To ensure that information and information systems are adequately protected against damage, loss, and unauthorized use, disclosure or modification.
When information and information systems are protected, the District is better positioned to: protect the privacy of staff and students; manage risks; preserve resources; enable innovation and provide seamless and integrated educational programming.
All records created in the service of Edmonton Public Schools, regardless of form or creator, are the property of Edmonton Public Schools. Records are an asset and support the District's work in providing a quality education to each student to reach their maximum potential.
District information is data in any form (physical or digital, in transmission or stored) created or captured for the purpose of Edmonton Public Schools activities in line with the District's educational mandate and Mission, Vision and Priorities.
Information security is the protection of information from losses of:
- Confidentiality: Information must not be disclosed, purposefully or inadvertently, to anyone who does not have authority to receive it.
- Integrity: Information needs to be accurate and complete.
- Availability: Information must be available when required.
The Board is committed to a district-wide, systematic and coordinated approach to ensuring the confidentiality, integrity and availability of district information assets in order to support the District's work in providing a quality education to students in a safe and secure learning environment. The Board believes that the District's approach to information security should be consistent with international standards, should enable business and educational outcomes, and expects the following principles to guide this work:
- Accountability - The responsibilities and accountability of the District, its staff and all users of district information systems should be explicit.
- Awareness - The District, its staff and all users of district information should be aware of the need for the security of information systems and what they can do to enhance security.
- Ethics - The information systems and the security of information systems should be provided and used in such a manner that the rights and legitimate interest of others are respected.

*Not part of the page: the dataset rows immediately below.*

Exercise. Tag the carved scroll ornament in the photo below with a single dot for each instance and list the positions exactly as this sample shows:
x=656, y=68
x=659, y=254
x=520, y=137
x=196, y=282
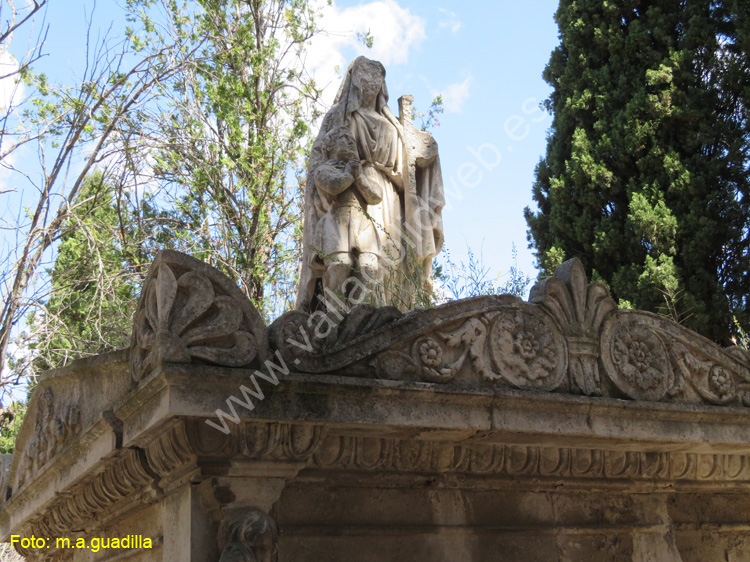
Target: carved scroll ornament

- Multidisciplinary - Measures, practices and procedures for the security of information systems should take account of and address all relevant considerations and viewpoints.

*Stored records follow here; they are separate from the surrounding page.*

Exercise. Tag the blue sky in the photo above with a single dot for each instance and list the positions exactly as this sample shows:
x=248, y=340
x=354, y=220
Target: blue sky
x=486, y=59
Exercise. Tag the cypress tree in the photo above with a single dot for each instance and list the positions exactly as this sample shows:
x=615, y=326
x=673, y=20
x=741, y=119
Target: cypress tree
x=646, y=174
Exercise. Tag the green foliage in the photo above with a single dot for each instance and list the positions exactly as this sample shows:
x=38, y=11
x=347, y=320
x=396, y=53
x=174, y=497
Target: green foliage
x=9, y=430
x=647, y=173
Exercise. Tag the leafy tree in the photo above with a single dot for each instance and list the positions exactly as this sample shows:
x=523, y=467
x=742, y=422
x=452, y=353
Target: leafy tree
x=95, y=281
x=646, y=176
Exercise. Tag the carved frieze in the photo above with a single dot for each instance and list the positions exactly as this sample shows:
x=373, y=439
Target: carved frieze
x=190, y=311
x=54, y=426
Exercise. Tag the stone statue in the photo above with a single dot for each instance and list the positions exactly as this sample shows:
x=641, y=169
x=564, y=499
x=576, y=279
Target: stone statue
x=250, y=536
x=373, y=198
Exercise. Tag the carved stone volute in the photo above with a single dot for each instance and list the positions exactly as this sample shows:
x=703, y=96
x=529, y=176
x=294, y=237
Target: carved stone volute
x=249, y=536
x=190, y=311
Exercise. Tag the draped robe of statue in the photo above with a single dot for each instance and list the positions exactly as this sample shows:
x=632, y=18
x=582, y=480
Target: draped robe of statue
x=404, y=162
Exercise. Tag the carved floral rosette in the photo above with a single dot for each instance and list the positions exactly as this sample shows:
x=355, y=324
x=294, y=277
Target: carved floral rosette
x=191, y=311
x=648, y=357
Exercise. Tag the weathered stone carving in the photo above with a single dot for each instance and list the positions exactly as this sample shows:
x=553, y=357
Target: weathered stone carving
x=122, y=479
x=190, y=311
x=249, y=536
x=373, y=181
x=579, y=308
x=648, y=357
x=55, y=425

- Proportionality - Security levels, costs, measures, practices and procedures should be appropriate and proportionate to the value of and degree of reliance on the information systems and to the severity, probability and extent of potential harm.
- Integration - Measures, practices and procedures for the security of information systems should be coordinated and integrated with other measures, practices and procedures of the organization so as to create a coherent system of security.
- Timeliness - The District should act in a timely coordinated manner to prevent and respond to breaches of security of information systems.
- Reassessment - The security of information systems should be reassessed periodically, as information systems and the requirements for their security vary over time.
- Transparency - The security of information systems should be compatible with the legitimate use and flow of data and information in an open and accountable public institution.